The Zombie Montreal Expos made the World Series

That's the Washington Nationals to most people. They scored seven runs in the first inning last night and held on for a 7-4 win that completed a sweep of St. Louis in the National League Championship Series.

This will be the first World Series appearance in the history of the franchise, which began in 1969 in Montreal and moved to Washington after the 2004 season. Its only previous NLCS experience came in 1981, when the Expos lost a deciding game to the Dodgers that was dubbed "Blue Monday" — both for the day of the week it happened on, and the fact that Rick Monday hit the go-ahead homer for L.A. in the top of the ninth inning.

That was the only post-season appearance of the team's 36-year stint in Montreal. Another one should have happened in 1994, when the Expos had the best record in baseball two-thirds of the way through season. But the players' union went on strike and the rest of the season and the playoffs were eventually cancelled.
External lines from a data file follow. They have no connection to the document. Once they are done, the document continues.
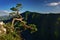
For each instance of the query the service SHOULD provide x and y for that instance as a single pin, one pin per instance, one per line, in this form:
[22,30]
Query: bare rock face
[2,29]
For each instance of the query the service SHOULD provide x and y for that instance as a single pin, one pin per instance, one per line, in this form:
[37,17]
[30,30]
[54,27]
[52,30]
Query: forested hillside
[48,26]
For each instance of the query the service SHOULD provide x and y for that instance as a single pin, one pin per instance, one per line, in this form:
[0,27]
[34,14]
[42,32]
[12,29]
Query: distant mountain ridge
[48,26]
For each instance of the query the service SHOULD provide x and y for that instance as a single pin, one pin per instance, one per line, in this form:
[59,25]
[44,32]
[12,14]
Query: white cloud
[54,4]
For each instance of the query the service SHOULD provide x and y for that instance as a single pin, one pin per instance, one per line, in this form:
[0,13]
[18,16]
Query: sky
[40,6]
Twenty-five years later, the Nationals will be an underdog in the World Series against either Houston or the New York Yankees. The Astros lead the AL Championship series 2-1 after last night's 4-1 win. Game 4 was supposed to be tonight, but it's a very rainy day in New York City, so it was postponed until tomorrow night.
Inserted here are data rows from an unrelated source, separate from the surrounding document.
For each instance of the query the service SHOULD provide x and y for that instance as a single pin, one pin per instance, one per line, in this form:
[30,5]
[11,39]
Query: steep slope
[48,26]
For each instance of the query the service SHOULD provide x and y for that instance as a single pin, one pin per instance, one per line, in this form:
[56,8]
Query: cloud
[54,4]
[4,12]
Undead Larry Walker? No, regular human Ryan Zimmerman. (Rob Carr/Getty Images)


The Winnipeg Jets' sellout streak is over. The team had sold out its first 332 home games in the regular season and playoffs since the NHL returned to Winnipeg in 2011. But last night's game against Arizona drew "only" 98 per cent capacity at the Jets' 15,004-seat arena. That's still pretty good for a Tuesday-night game in October against the Coyotes, but it may reflect a larger trend. As Ken Campbell of The Hockey News pointed out, four of the five Canadian teams playing at home last night didn't sell out. Given today's ticket prices and the relative meaninglessness of regular-season hockey, maybe this shouldn't be all that surprising.
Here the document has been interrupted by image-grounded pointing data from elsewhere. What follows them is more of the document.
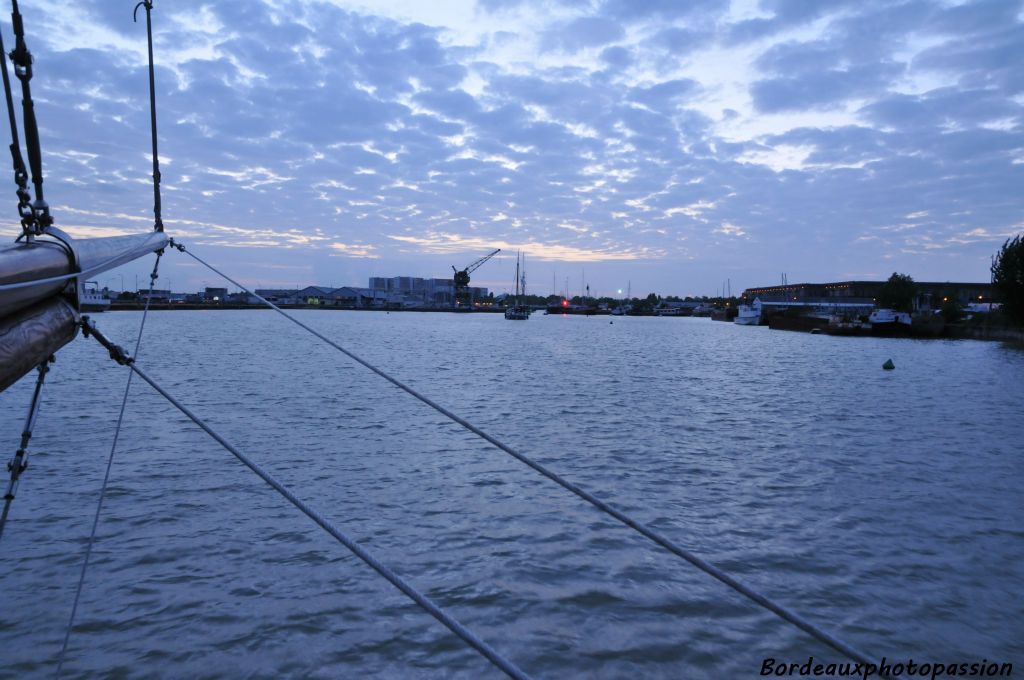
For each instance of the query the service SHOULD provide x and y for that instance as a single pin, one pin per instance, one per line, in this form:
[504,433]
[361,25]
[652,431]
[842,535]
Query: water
[885,506]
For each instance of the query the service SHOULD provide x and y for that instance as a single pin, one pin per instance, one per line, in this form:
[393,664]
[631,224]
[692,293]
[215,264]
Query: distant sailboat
[518,311]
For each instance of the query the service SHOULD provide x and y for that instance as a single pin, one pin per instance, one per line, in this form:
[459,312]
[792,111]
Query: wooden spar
[23,262]
[36,320]
[30,336]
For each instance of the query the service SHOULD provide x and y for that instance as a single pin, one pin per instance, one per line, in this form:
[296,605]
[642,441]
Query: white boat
[90,299]
[518,311]
[889,316]
[749,314]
The NBA/China controversy is washing onto Canadian shores. There's an exhibition game in Vancouver tomorrow night, and a pro-Hong Kong group is planning to protest against human rights abuses by the ruling Chinese government in the semi-autonomous city-state. An organizer said the group wants to "test" the NBA on whether it "really stands for freedom of speech." The league claimed to be doing that by not punishing Houston Rockets GM Daryl Morey for his tweet supporting Hong Kong protestors that angered the Chinese government — even though it bent over backwards to distance itself from what Morey said. LeBron James joined the fray earlier this week by criticizing Morey for not weighing the "ramifications" of his tweet — which include potentially costing superstars like LeBron a lot of money because they have massive endorsement deals with shoe companies that do business in China. Read more here about the various Vancouver protests, which will also include people trying to convince the NBA to bring the Grizzlies back.

Correction (plus a bonus Wayne Gretzky fun fact): In yesterday's newsletter, I wrote that the No. 2 scorer in NHL history, Jaromir Jagr, has 936 points. What I meant to write, were I not a moron, is that Jagr is 936 points behind Gretzky. Jagr has 1,921 points. Gretzky notched 1,963 assists alone. So if Gretzky hadn't scored a single goal — and he scored 894 of them, which is 91 more than anyone else ever — he'd still be the all-time points leader (hat tip to CBC Sports editor Pat Grier for pointing that out).